Introducing My Pruning Library
LLM pruning research is often hindered by the engineering complexity of reproducing activation-aware methods, which usually require custom hooks and intricate layer-wise management. To lower the barrier for experimentation, I developed nn-pruning: a modular PyTorch toolkit that standardizes activation collection and benchmarking.
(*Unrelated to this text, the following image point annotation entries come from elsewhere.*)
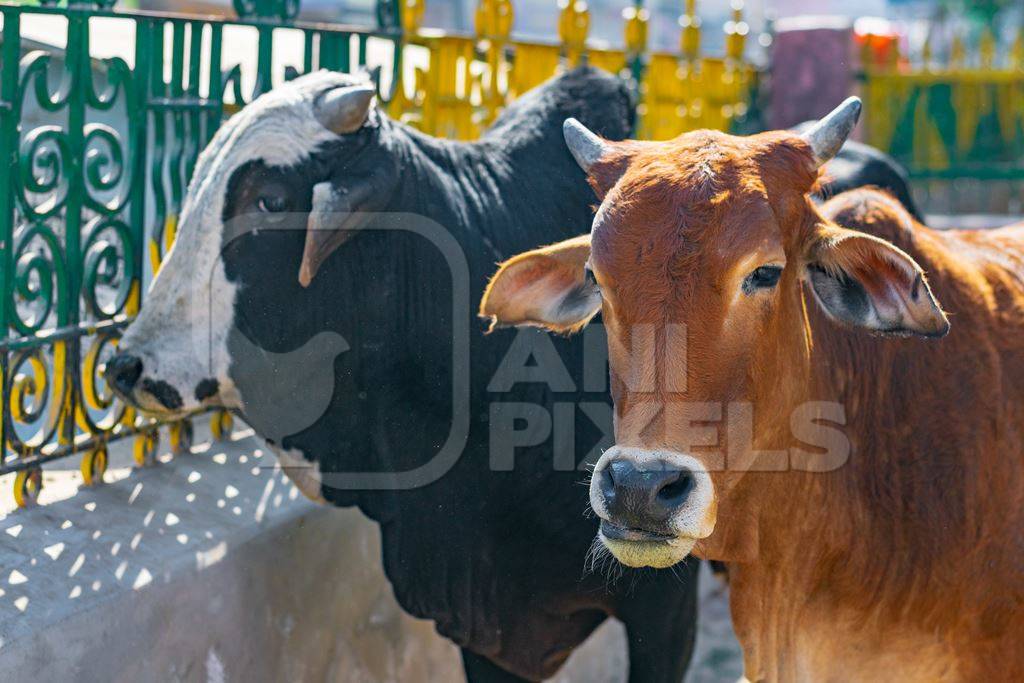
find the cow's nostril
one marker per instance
(607, 483)
(675, 493)
(123, 372)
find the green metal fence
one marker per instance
(93, 152)
(97, 153)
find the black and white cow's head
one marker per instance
(300, 159)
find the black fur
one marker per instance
(496, 558)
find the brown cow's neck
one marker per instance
(920, 499)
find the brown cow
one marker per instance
(778, 409)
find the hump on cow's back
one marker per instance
(875, 212)
(596, 97)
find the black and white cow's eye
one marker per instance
(271, 204)
(762, 278)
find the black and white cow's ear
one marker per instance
(344, 110)
(867, 283)
(547, 288)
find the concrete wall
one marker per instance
(212, 567)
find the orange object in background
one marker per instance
(878, 42)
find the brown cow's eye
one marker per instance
(765, 276)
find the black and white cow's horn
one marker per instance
(587, 147)
(827, 135)
(345, 110)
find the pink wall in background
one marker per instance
(812, 71)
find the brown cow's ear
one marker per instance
(865, 282)
(546, 288)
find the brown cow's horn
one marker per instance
(587, 147)
(345, 110)
(827, 135)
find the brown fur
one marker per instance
(903, 562)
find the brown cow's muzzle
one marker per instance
(653, 505)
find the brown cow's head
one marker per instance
(705, 255)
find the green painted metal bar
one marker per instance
(8, 160)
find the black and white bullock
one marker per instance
(340, 364)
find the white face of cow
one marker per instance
(174, 357)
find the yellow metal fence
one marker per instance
(96, 154)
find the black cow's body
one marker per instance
(859, 165)
(497, 558)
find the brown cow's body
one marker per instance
(906, 562)
(881, 543)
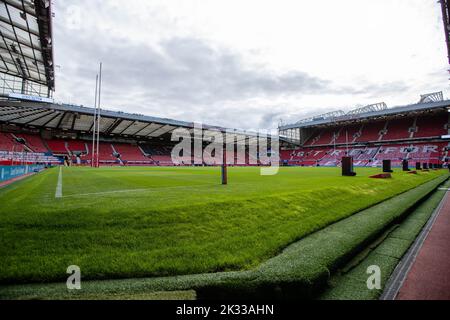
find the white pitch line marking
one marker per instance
(149, 190)
(58, 192)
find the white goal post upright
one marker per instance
(94, 126)
(99, 116)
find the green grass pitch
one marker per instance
(127, 222)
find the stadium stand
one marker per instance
(34, 142)
(370, 135)
(6, 142)
(398, 129)
(371, 132)
(130, 153)
(431, 126)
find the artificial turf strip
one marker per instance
(300, 270)
(352, 284)
(149, 222)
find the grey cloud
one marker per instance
(185, 78)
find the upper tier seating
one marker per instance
(77, 146)
(57, 146)
(431, 126)
(7, 142)
(398, 129)
(347, 134)
(371, 132)
(34, 142)
(322, 137)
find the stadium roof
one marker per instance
(72, 118)
(26, 48)
(427, 102)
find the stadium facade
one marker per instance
(417, 132)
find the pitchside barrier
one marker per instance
(10, 172)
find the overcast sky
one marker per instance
(248, 63)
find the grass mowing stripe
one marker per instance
(300, 269)
(352, 284)
(184, 230)
(401, 271)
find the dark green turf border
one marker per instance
(350, 283)
(302, 270)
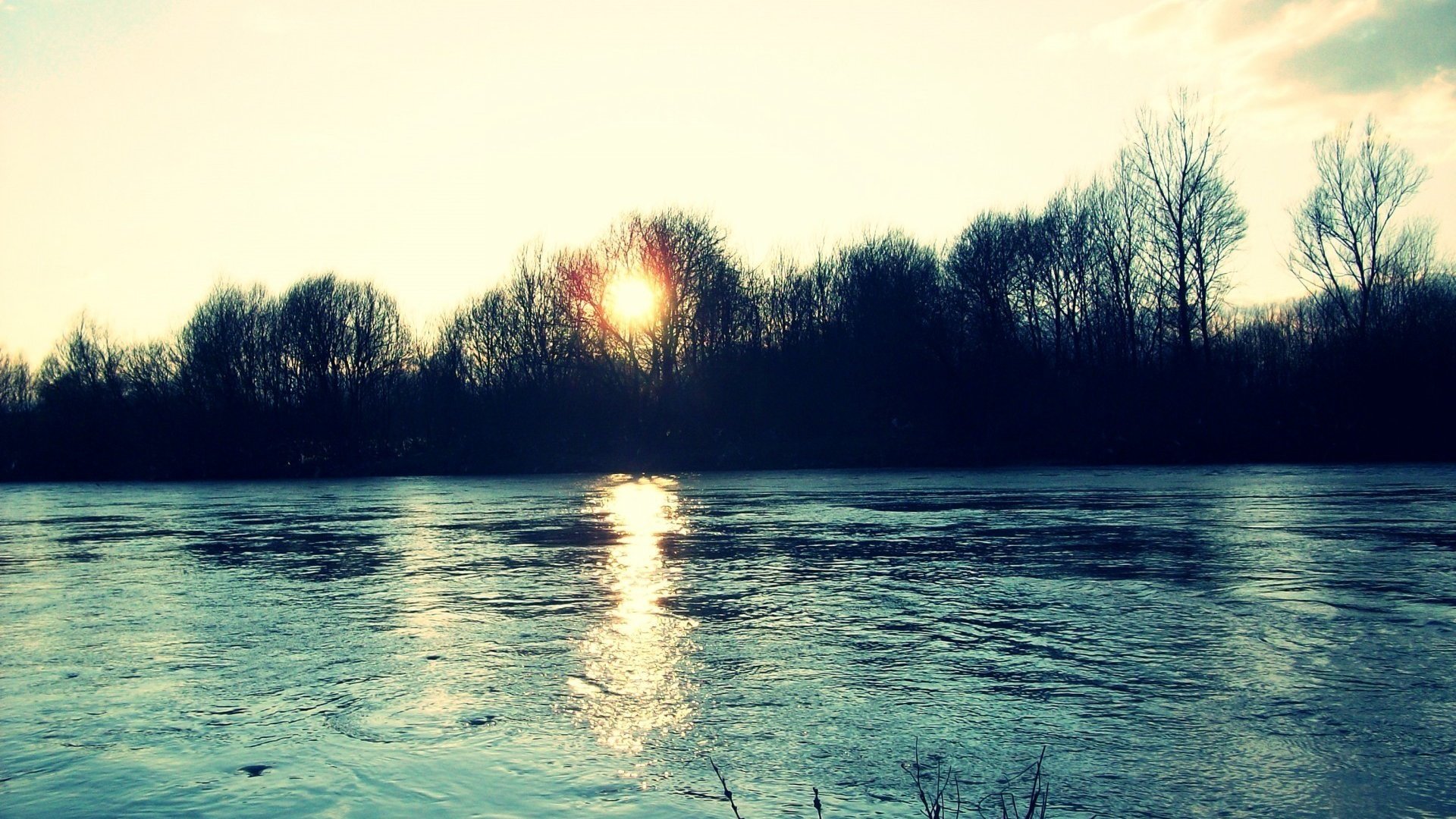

By decoupling pruning logic from the underlying model infrastructure, the project allows researchers to implement and compare new algorithms like Wanda or SparseGPT with minimal boilerplate.
Currently supported:
- Sparsity Patterns: Unstructured and Semi-structured
N:M - Model Families: OPT (
facebook/opt)
Repository nn-pruning
To validate the toolkit, I reproduced the benchmarks for the OPT model family across three different sparsities: Unstructured (50%), Semi-structured 2:4, and 4:8.
WikiText-2 Perplexity Results (Calibration: 128 C4 sequences, 2048 tokens each. Sparsity applies to Attention and MLP linear weights.)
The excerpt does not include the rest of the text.